The other good news is that this is one of the most densely annotated passages in the poem but I’ve chosen it for the way that it throws the reader into a specific place (London) whilst moving across a number of different time-frames. I’d like to point out the use of repetition in a complex act of invocation, the rhetorical tropes involved in situating both the work and the person reading / participating in it. There’s also the supreme skill involved in making a list both poetic and the point of what is being listed. Those of us who love long poems know that even the best of these will occasionally resort to the list, Milton’s description of the fallen angels in hell is gloriously digressive but it is still a list, as is his initial description of Eden, Spenser’s chronology and rivers are both examples of lists getting in the way of the poem but here the poem is in part about what you do with this cultural clutter, this conglomeration of signs and symbols. I would argue for a very long time that the above is the one of the most accomplished examples of modernist technique which is deeply rooted in the classical tradition.

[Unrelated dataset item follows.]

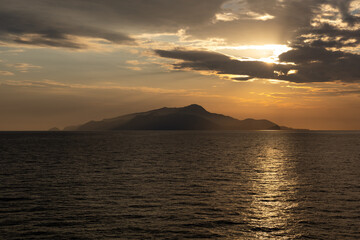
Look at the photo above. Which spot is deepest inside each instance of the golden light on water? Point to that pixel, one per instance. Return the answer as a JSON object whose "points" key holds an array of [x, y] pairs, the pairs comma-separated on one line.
{"points": [[273, 189]]}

In his introduction Jones refers to the difficulties he encountered in gaining some control over his material but his success is demonstrated by the fact that on the page the struggle is transformed into something both elegant and effortlessly profound.
I’m of the view that Ezra Pound was technically brilliant well before 1920 and that ‘The Cantos’ are a fascinating and gloriously erratic use of that brilliance to extremely ambitious ends (‘the whole shooting match’) but he couldn’t thrust the reader into a place or a time as effectively as Jones although it is possible to read the development of a variety of techniques from Pound to Jones – the use of the demotic to say complex things being the most obvious.
So, Jones’ prowess lies not so much in meter or rhyme but in the ability to use repetition and a range of rhetorical devices to thrust the reader into the cultural detritus that we all carry with us. We can argue with the components of Jones’ clutter (Catholicism, Wales, London, the Roman Empire etc) but we do have to acknowledge the skill with which he brings these to our attention.